Rather than reinvesting in locations that already have (internet) broadband to make it better, the pandemic relief money should go to places that don’t have any broadband at all.”

That’s a quote-paraphrase that ran in an Associated Press story in The Express this past Monday from a top internet industry executive.

And we agree with a new U.S. Treasury-Biden Administration policy that says as much.

Rural areas have for too long been bypassed when it comes to meaningful broadband investment.

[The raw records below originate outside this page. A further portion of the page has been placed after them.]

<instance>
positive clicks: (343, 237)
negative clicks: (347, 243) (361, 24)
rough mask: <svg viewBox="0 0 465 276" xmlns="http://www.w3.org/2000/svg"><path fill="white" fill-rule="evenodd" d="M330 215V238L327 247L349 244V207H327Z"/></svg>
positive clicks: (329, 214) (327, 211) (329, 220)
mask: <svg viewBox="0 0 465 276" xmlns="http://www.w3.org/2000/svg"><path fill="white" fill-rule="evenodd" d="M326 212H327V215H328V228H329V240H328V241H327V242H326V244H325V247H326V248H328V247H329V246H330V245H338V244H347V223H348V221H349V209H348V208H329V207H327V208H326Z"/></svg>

Sure, cities and urban areas need broadband – reliable broadband.

But people living in rural areas continue to suffer without it.

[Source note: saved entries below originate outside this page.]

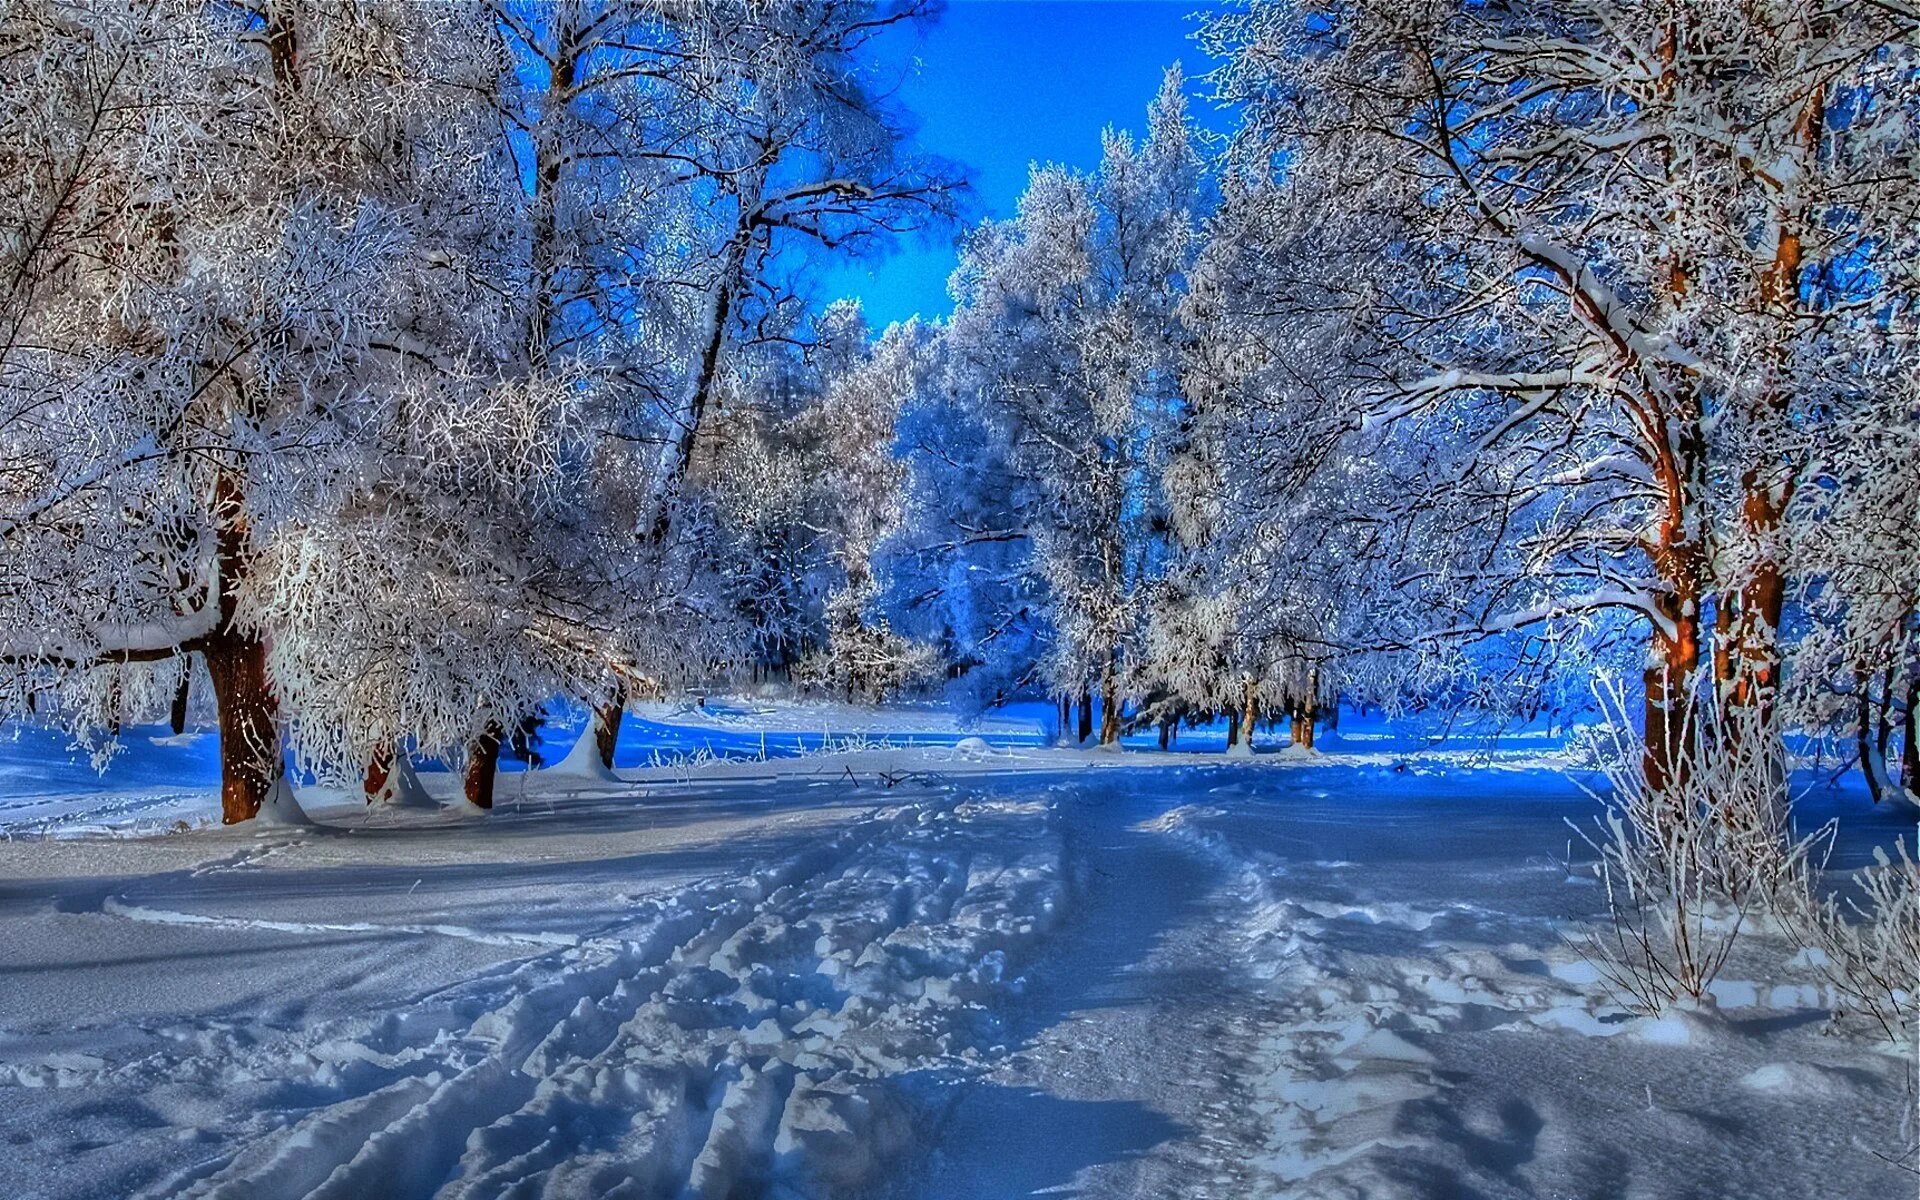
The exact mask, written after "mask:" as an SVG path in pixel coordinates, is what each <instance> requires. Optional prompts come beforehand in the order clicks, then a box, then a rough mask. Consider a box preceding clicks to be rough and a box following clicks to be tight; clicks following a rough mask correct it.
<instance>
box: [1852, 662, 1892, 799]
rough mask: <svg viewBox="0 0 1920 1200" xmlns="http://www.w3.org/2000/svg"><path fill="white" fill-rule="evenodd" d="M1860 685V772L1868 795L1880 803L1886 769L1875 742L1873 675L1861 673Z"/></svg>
mask: <svg viewBox="0 0 1920 1200" xmlns="http://www.w3.org/2000/svg"><path fill="white" fill-rule="evenodd" d="M1859 687H1860V710H1859V714H1857V722H1855V724H1857V726H1859V732H1857V733H1855V741H1857V745H1859V751H1860V774H1862V776H1864V778H1866V795H1868V797H1870V799H1872V801H1874V803H1876V804H1878V803H1880V801H1884V799H1885V797H1884V795H1880V776H1882V770H1884V768H1882V762H1884V760H1882V758H1880V747H1878V745H1876V743H1874V689H1872V676H1866V674H1860V682H1859Z"/></svg>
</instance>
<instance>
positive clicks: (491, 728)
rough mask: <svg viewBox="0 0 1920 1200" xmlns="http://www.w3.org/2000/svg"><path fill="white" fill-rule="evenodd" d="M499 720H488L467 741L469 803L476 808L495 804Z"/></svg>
mask: <svg viewBox="0 0 1920 1200" xmlns="http://www.w3.org/2000/svg"><path fill="white" fill-rule="evenodd" d="M499 739H501V728H499V722H492V720H490V722H488V724H486V728H484V730H480V733H478V735H476V737H474V739H472V741H470V743H467V803H468V804H472V806H474V808H492V806H493V778H495V776H497V774H499Z"/></svg>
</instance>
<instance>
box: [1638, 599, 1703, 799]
mask: <svg viewBox="0 0 1920 1200" xmlns="http://www.w3.org/2000/svg"><path fill="white" fill-rule="evenodd" d="M1668 616H1670V620H1674V630H1676V634H1674V636H1668V634H1665V632H1663V630H1659V628H1655V632H1653V649H1651V653H1649V655H1647V666H1645V670H1644V672H1642V689H1644V695H1645V724H1644V728H1645V741H1647V751H1645V764H1644V768H1645V778H1647V787H1649V789H1653V791H1661V789H1665V787H1667V785H1668V783H1682V781H1686V764H1688V755H1690V753H1692V749H1693V737H1695V733H1697V730H1695V720H1693V680H1695V676H1697V672H1699V622H1697V620H1693V618H1684V616H1682V614H1680V612H1678V609H1676V607H1674V611H1672V612H1668Z"/></svg>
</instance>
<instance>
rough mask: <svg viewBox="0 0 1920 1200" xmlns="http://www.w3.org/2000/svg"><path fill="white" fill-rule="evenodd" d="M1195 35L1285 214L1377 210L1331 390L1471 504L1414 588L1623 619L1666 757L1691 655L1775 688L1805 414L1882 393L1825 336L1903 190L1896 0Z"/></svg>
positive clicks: (1233, 26)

Take our region, for example.

Drive perhaps 10 minutes in certain directions out of town and homes and business have minimal internet service — if any — and even struggle to get dependable cell service.

Yes, perhaps some don’t care.

But the way things are going – like it or not – more services and amenities in life are coming by way of the internet.

The industry has and continues to slowly convince (some would say brainwash) us all that we cannot live without internet service.

Appliances.

Security systems and doors.

Phones.

Medical devices.

Refrigerators.

Baby monitors.

Vehicles.

Thermostats.

Televisions.

Need we continue?

Again, like it or not, that’s where things are and are going.

Why should people who “live in the woods” not have access, or at least have to wait in line while cities and urban areas see their internet infrastructure improved?

Give all people a choice.

If the U.S. Treasury goes forward with its rule as originally written, sparsely populated areas currently lacking broadband could leapfrog certain urban areas in their internet speeds.

Investment in cities and urban areas certainly won’t stop.

But rural areas deserve more attention — more investment — than they’re getting.